After all, usually the Mercedes drivers are on the same strategy with the one ahead on the better choice when there is variation.
Hamilton led but would have had to have stopped much earlier than Bottas whatever happened. This not only could have had an impact on the battle between the two, but would potentially have made Max Verstappen a more complicating factor.
Hamilton still would have had every chance of winning, but whatever happened it would have been a more interesting race at the front.
But there is a certain irony that it was starts – albeit practice ones – that proved to be Hamilton’s undoing given the main advantage of having the otherwise unfavourable softs was the extra bite it gave him off the line.
A poor day all round by Hamilton
Starting a grand prix with a penalty hanging over you is never the best way to get the best out of a situation, but between Hamilton and Mercedes they managed to create that situation.
The practice start box is in a well known place at every track and the drivers do multiple starts in that area, so why pre-race would the team or the driver decide to go around the corner to where there is no slow lane and, worse still, do it twice?
The regulation is there so that other drivers leaving the pits don’t have to cross the white line that defines the pit exit and the track, so I believe the penalty is fully justified.
We saw at Monza with the pit closed lights and Hamilton still coming into the pits that Mercedes seems to lack the understanding of the small print in the regulations. The team needs to do a bit of swatting up on these finer points in the sporting regulations.

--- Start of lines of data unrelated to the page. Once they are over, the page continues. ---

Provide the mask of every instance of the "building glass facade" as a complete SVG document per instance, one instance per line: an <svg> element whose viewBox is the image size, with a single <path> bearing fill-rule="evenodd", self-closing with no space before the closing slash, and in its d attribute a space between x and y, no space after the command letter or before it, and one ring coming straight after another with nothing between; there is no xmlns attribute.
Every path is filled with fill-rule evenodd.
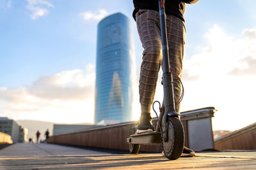
<svg viewBox="0 0 256 170"><path fill-rule="evenodd" d="M130 20L120 13L98 25L95 122L131 120L133 39Z"/></svg>

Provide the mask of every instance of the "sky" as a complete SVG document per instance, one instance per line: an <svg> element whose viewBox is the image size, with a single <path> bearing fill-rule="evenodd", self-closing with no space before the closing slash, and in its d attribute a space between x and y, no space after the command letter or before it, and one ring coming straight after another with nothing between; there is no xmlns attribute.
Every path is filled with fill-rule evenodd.
<svg viewBox="0 0 256 170"><path fill-rule="evenodd" d="M186 6L180 110L215 107L214 130L255 122L255 7L254 0L200 0ZM143 48L133 9L128 0L0 0L0 117L93 122L97 24L121 12L133 25L137 75L132 112L138 120ZM161 74L155 96L159 101Z"/></svg>

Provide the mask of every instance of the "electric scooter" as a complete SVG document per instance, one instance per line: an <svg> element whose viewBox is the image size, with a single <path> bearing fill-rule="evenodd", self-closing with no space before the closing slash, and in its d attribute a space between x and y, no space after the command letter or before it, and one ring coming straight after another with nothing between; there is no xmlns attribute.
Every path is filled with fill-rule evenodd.
<svg viewBox="0 0 256 170"><path fill-rule="evenodd" d="M180 114L175 111L173 87L173 71L170 67L168 46L164 11L164 0L159 0L161 33L163 48L162 84L164 89L164 99L160 109L160 115L157 117L157 124L155 132L136 134L136 127L130 130L127 141L129 145L131 153L139 152L140 145L162 144L163 150L166 158L171 160L179 159L183 151L184 132L182 124L180 120ZM174 71L173 73L175 74ZM181 82L181 81L180 81Z"/></svg>

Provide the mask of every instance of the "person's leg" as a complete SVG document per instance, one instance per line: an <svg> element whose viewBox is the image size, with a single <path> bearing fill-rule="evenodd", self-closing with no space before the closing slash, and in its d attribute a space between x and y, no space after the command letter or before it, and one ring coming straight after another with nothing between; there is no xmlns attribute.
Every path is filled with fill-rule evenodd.
<svg viewBox="0 0 256 170"><path fill-rule="evenodd" d="M182 71L182 60L184 46L185 45L185 25L182 20L173 15L166 16L166 27L168 41L169 60L171 67L181 78ZM181 85L175 75L173 74L173 92L175 102L179 100L181 94ZM180 104L175 106L177 112L180 111ZM184 147L182 157L194 157L195 152Z"/></svg>
<svg viewBox="0 0 256 170"><path fill-rule="evenodd" d="M159 17L157 11L144 10L140 10L136 16L138 32L144 48L140 75L139 92L141 115L139 129L146 129L152 127L150 110L161 62Z"/></svg>
<svg viewBox="0 0 256 170"><path fill-rule="evenodd" d="M184 46L185 45L185 25L184 22L171 15L166 15L166 29L168 43L170 66L179 78L182 71ZM182 89L179 78L173 74L173 92L175 101L180 98ZM180 104L175 106L176 111L179 113Z"/></svg>

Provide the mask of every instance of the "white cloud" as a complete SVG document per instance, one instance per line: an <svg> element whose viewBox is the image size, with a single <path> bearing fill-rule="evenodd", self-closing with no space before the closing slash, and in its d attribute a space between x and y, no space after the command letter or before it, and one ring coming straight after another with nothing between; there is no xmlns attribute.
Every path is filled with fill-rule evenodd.
<svg viewBox="0 0 256 170"><path fill-rule="evenodd" d="M40 76L29 87L0 87L0 117L60 123L93 122L94 67Z"/></svg>
<svg viewBox="0 0 256 170"><path fill-rule="evenodd" d="M100 20L107 16L107 11L104 9L100 9L95 11L88 11L80 13L80 15L86 20Z"/></svg>
<svg viewBox="0 0 256 170"><path fill-rule="evenodd" d="M11 0L0 0L0 9L10 8L12 6Z"/></svg>
<svg viewBox="0 0 256 170"><path fill-rule="evenodd" d="M36 19L38 17L47 15L49 10L47 7L54 7L54 5L44 0L27 0L28 5L27 9L31 11L31 18Z"/></svg>

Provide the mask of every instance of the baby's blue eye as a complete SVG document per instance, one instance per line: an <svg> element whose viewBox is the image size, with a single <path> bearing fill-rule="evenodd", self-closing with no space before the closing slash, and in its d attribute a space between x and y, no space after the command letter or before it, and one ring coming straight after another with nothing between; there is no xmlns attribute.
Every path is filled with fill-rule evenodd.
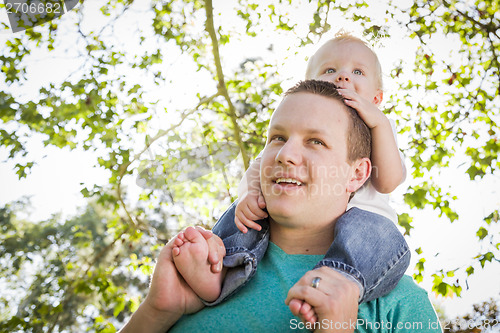
<svg viewBox="0 0 500 333"><path fill-rule="evenodd" d="M314 143L315 145L322 145L322 146L324 146L324 145L325 145L325 144L323 143L323 141L318 140L318 139L313 139L313 140L312 140L312 143Z"/></svg>

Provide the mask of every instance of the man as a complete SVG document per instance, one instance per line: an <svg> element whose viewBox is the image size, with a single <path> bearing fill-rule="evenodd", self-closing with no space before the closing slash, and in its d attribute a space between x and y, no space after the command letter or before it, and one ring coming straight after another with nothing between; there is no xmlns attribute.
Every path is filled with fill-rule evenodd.
<svg viewBox="0 0 500 333"><path fill-rule="evenodd" d="M160 253L146 300L123 332L164 332L182 315L197 311L173 331L439 332L425 291L411 278L358 309L355 282L328 267L311 270L337 237L335 223L351 193L370 176L369 155L368 128L333 84L304 81L292 88L272 116L262 156L262 192L270 217L261 231L236 234L248 246L225 244L229 269L223 293L234 295L199 311L203 304L178 273L171 241ZM193 242L217 244L216 236L199 233L204 238ZM207 261L208 250L203 255L200 268L209 270L213 260ZM246 263L255 256L262 256L259 269L250 266L248 272ZM232 288L241 285L238 279L246 284ZM307 320L313 315L315 324L305 325L294 315Z"/></svg>

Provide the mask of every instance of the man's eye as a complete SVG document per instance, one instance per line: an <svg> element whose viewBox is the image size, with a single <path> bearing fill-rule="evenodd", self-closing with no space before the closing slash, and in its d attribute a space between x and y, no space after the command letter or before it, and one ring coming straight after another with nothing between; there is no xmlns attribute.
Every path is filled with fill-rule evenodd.
<svg viewBox="0 0 500 333"><path fill-rule="evenodd" d="M271 141L285 141L285 138L280 135L275 135L271 138Z"/></svg>

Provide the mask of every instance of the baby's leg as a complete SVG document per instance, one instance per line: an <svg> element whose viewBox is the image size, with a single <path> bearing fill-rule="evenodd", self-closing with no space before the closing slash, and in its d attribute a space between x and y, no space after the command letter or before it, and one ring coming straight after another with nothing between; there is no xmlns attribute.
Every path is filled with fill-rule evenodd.
<svg viewBox="0 0 500 333"><path fill-rule="evenodd" d="M222 274L210 270L207 240L198 230L188 227L174 244L174 263L184 280L200 298L215 301L220 295Z"/></svg>

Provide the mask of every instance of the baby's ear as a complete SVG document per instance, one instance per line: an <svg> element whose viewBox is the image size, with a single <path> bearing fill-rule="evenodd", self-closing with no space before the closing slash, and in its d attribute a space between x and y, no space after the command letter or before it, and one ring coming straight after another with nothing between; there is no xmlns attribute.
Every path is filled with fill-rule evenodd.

However, on top of that Lewis didn’t take the penalty well. He had a bit of a verbal battle with Pete Bonnington, his race engineer, and from then on in he lost his mojo just that little bit.
On lap 36, when all the shenanigans had settled down, he was running third and roughly 20 seconds behind his team-mate Bottas and at the chequered flag much the same. Also, the gap to Verstappen in second or indeed Sergio Perez in fourth never really changed.
Don’t let the penalty take credit away from Bottas
We can’t know for sure how much the penalty news – which clearly annoyed him – impacted how Hamilton drove in the rest of the Russian Grand Prix. Or how long he would’ve been allowed to stay out on his first of softs if Mercedes hadn’t been concerned about the extra 10s he’d have to sit in the pits.
But even if we work on the basis that Hamilton lost some pace through being distracted and his strategy being further compromised, Bottas won this race on merit.
Hamilton couldn’t build a lead over Bottas when on faster tyres, and it was Bottas reeling off fastest laps once clearly in front.
And it was Bottas producing the fireworks on the first lap too, and nearly getting the lead straight away.
Saturday looked like another episode of ‘Bottas falls apart when everything looks promising’. No, he shouldn’t have ended up a distant third on the grid when he’d set the pace for most of practice and Hamilton had a very messy qualifying.
But it didn’t wreck his Sunday, and it didn’t look like it was going to even before Hamilton served that penalty.